# Question about traveling and detailing automobiles/boats



## travelingfisher (Feb 11, 2009)

I've been traveling off and on for over a year now, hitchhiking, (soon to be train hopping) and I have been detailing cars and boats for over a year now too. I haven't tried detailing on the road yet, but I usually settle down in a town in Florida and go to work for however long, say a week to a month or 2 and detail and then I go back out traveling. But I've always worked detailing in the same town and I keep all of my supplies and what not there at my folk's home. 
So what I'm getting at is, would detailing cars, boats, and rvs work on the road? Does anybody have experience at traveling and detailing, or know of anybody doing such like carrying around a buffer and wax, and other shop supplies? I know you can't carry that much detailing supplies yet alone much gear, but...
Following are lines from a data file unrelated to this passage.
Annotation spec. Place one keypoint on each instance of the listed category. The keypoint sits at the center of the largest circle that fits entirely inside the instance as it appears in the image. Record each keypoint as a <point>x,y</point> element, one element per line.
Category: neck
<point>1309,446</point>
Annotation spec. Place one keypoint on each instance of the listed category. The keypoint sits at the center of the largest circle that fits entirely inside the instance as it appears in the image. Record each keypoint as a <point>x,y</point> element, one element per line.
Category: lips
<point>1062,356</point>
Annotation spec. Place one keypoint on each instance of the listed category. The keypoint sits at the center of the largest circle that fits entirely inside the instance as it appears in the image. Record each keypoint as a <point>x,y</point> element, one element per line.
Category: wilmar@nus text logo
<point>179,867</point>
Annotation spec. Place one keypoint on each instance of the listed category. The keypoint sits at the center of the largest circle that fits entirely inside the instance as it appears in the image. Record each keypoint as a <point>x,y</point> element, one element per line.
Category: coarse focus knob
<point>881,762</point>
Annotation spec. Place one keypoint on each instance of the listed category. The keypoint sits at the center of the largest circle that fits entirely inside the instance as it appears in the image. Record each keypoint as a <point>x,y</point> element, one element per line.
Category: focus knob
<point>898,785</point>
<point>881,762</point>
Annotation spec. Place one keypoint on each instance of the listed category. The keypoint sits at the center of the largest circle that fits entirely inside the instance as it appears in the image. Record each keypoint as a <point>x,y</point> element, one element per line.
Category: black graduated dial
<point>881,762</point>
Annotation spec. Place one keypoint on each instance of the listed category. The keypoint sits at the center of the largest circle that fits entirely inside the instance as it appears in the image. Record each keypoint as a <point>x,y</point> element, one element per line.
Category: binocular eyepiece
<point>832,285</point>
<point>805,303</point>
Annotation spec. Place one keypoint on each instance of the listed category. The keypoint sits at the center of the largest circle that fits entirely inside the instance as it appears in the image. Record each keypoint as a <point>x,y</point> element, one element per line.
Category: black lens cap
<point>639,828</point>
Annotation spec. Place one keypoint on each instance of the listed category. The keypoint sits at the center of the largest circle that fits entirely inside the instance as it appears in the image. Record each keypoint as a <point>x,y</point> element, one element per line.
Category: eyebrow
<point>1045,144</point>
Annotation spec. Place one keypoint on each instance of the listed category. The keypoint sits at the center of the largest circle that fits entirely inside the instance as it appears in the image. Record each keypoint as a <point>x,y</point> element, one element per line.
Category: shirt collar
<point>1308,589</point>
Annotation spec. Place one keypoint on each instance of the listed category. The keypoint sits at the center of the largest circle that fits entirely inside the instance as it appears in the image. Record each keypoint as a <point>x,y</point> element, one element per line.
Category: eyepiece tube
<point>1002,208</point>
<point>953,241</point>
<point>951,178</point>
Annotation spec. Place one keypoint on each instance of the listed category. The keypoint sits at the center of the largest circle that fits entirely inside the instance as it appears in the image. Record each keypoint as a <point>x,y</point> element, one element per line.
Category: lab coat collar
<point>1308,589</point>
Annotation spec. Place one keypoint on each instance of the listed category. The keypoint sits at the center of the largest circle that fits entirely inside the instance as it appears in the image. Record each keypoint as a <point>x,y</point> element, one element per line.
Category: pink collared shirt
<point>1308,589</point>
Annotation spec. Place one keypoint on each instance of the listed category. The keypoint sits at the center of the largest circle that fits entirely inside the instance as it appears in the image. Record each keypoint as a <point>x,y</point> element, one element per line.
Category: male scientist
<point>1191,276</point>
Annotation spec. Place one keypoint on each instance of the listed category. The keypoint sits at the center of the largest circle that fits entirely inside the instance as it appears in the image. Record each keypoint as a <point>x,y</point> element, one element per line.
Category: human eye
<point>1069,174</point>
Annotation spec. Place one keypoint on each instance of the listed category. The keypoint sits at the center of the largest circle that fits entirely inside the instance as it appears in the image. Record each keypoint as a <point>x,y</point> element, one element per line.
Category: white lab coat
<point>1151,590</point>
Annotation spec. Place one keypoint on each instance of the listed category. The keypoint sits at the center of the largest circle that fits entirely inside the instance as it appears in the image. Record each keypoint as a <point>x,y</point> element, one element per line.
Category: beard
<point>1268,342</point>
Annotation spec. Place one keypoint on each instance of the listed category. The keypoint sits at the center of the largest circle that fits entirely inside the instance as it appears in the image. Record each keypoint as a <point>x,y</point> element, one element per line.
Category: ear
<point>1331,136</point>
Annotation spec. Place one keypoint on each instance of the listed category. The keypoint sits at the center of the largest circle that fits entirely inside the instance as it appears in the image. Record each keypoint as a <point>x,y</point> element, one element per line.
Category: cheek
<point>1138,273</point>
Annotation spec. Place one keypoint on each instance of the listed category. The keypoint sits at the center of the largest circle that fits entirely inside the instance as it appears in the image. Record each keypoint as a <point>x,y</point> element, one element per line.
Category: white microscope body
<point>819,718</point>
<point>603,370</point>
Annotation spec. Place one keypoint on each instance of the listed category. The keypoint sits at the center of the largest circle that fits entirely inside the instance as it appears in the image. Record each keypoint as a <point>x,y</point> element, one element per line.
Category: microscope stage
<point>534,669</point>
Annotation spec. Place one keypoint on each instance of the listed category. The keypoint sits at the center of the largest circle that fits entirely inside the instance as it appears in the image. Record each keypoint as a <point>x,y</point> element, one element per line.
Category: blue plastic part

I normally do odd jobs like yard work, construction work, lumping trailers, ect. on the road, or I spange, and travel for a month to a few months at a time, but I would rather travel and do what I love as a profession and thats detailing. If I could do so then I'd probably live on the road/rails without going back indoors. But I get tired of spanging everybody in sight and miss my job of detailing so I retreat home after a few months of being a bum. haha! But I normally can't make it past a week to a month and then have itchy feet and split for the vagabond lifestyle again.

So anywho, any input would be greatly appreciated.

Thanks,
Wade


----------



## Beegod Santana (Feb 11, 2009)

My situation is kinda different, being that my backround is in construction and home remodling, but I've constantly considered bringing tools on the road with me. After five years, my conclusion is fuck it. More likely than not you're gonna end up working with someone else, who will already have supplies and tools and whatnot. I would suggest getting some professional bussiness cards printed up, there's a way to get 100 from staples for about $2 (pm me when I'm sober). Doesn't matter if you really own a bussiness or not, no one will ever cheack up on it.


----------



## travelingfisher (Feb 11, 2009)

Yeah, I've considered going to work for a detailing shop in the towns I'm in when traveling, but those guys are not always hiring and when they are hiring, their paying you like $7-9 with taxes being taken out and they work you like crazy.

For one, I don't like operating for the Man.
Second, I don't mind working like crazy for myself making $15-25 an hour cash, but making $7-9 an hour with taxes being taken out is tough when you're sweating outside for 7-10 hours a day doing physical labor. At least in my opinion that is.

Its like the other week I was in California and checked out being a carny for Butler Carnival Co. they were paying like $200-300 a week cash, but you had to work 10-12 hours a day, 5-7 days a week. So you were making about $5 an hour, if that. 

I just can't bust a sweat for pennies like that. haha


----------



## Beegod Santana (Feb 11, 2009)

travelingfisher said:


> Yeah, I've considered going to work for a detailing shop in the towns I'm in when traveling, but those guys are not always hiring and when they are hiring, their paying you like $7-9 with taxes being taken out and they work you like crazy.



just act like you're the best that ever lived, if they don't like you, fuck it, go spange.


----------